What doesn’t help matters are
the myths and legends of B2B
which result in ‘me too’ identikit ads and brands. I frequently find myself using the term “sea of sameness” when putting a compilation of competitor ads up on screen. For example, in automotive, the ads are all slightly grey with bleached out colour and a three-quarter shot of a shiny new car front and centre. Yes, they might feature a dynamic shot of a car in use or travelling at speed, but they’re entirely lacking life and personality. All missing any emotional content and built around the misconception that professional buyers are rational decision-making robots.
Over the past year, I’ve been fortunate to work with both B2B clients and a boss who encourage the agency team to break category convention and strive for resonance, rather than merely relevance.
What are the myths of B2B marketing?
Myth 1: B2B is all about demand generation
Like B2C, a challenge at the heart of B2B marketing is a fine balancing act between the long-term with short-term. Balancing brand building with targeted campaigns designed to generate demand and quality leads for sales. Balancing your campaign approach across mass reach brand advertising and narrowly targeted, segmented campaign activity focused on converting prospects – simultaneously picking the low hanging fruit with watering the tree. Balancing effectiveness with efficiency.
Myth 2: B2B comms must be serious and rational
Just as demand generation campaigns cannot build a sustainable brand, logical and reasoned arguments are no guarantee of success. Avoidance of risk is a key component of business continuity. Confidence, fear of failure and trust play a role in the B2B buying mindset.
Triggering emotions is also key
to the process of building memory structures and ensuring your message is recalled.
Myth 3: Focus more on your competitors than your customers
Amazon CEO Jeff Bezos once said: “If we can keep our competitors focused on us while we stay focused on the customer, ultimately we’ll turn out all right”. In contrast, if you obsess over your rivals rather than your customers, how can you be sure that your shiny new proposition will actually meet a need or will be seen as a viable alternative to a competitor’s?
Ultimately, your customers are not your sales colleagues, but the people who grapple with the problem your business exists to solve.
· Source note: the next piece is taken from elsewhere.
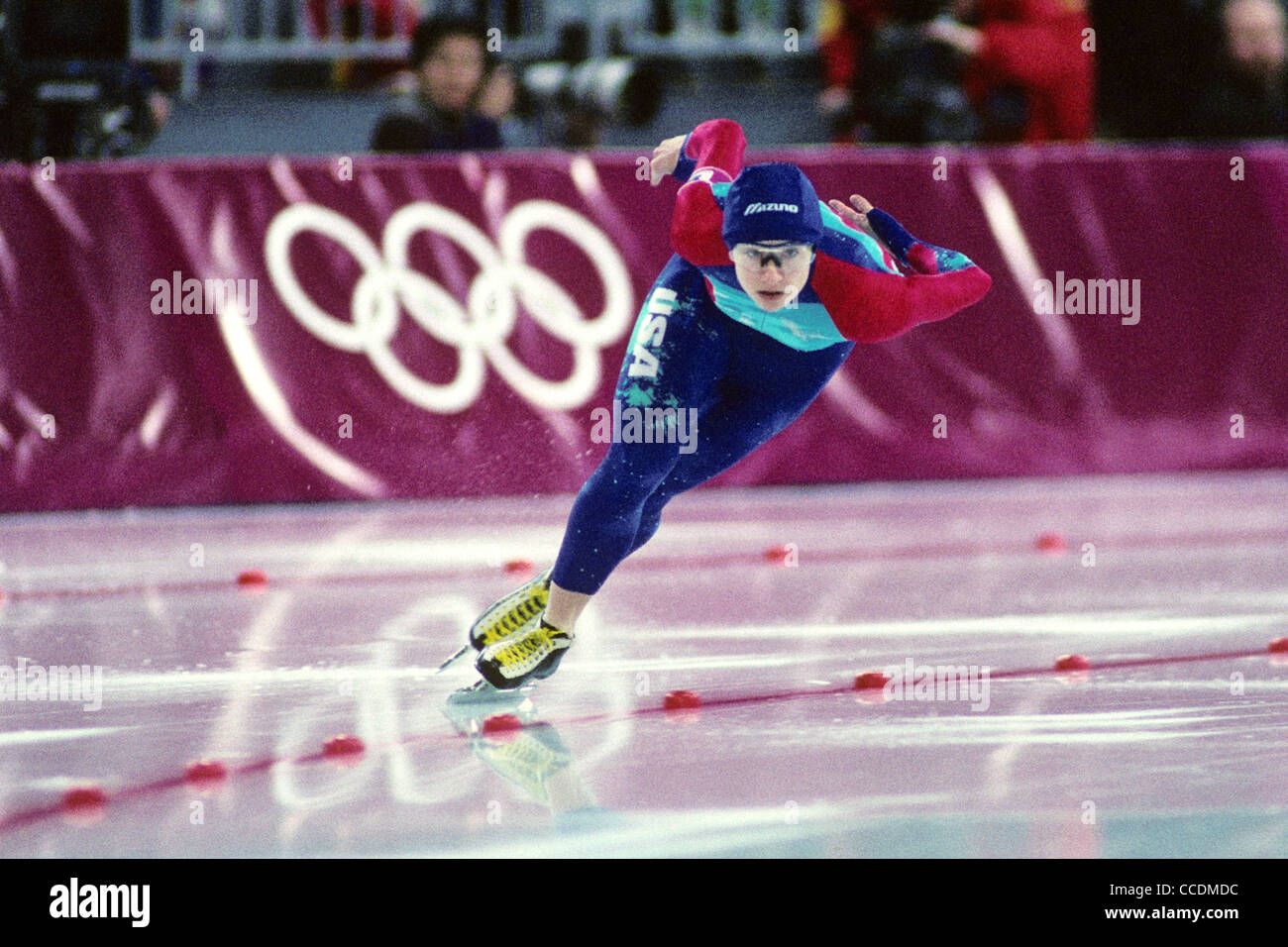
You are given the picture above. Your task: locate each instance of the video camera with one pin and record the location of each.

B2B campaigns are no different from B2C ones in that they’re aimed at human beings, so you need to invest in understanding the relevant emotions of your buyers and their relationship with your brand/product.
Philip Kotler famously said
“Marketing is the ability to hit the mark” – it requires an understanding of both the business challenge and end customer need in order to deliver the right solution.
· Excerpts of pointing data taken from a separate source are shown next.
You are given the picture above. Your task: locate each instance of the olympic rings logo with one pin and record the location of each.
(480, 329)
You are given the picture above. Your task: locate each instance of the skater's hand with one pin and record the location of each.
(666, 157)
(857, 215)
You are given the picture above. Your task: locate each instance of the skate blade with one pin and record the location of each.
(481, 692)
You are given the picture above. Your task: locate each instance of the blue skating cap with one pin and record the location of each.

Rule 4: The B2C team look after the brand
We’ve already touched on the need for a balance between the rational (tactical) and
emotional (brand building)
. Analysis of B2B campaigns in the IPA Databank by marketing effectiveness gurus Les Binet and Peter Field has shown it needs to be equitable 50/50 split. The B2B articulation of your brand (proposition and positioning) will help drive the narrative around loss aversion and risk mitigation. Don’t purely rely on your B2C colleagues and ‘the retail brand’ or it will be viewed through a different lens by the decision-maker.
As Kotler also said: “The art of marketing is the art of brand building. If you are not a brand, you are a commodity. Then price is everything and the low-cost producer is the only winner.”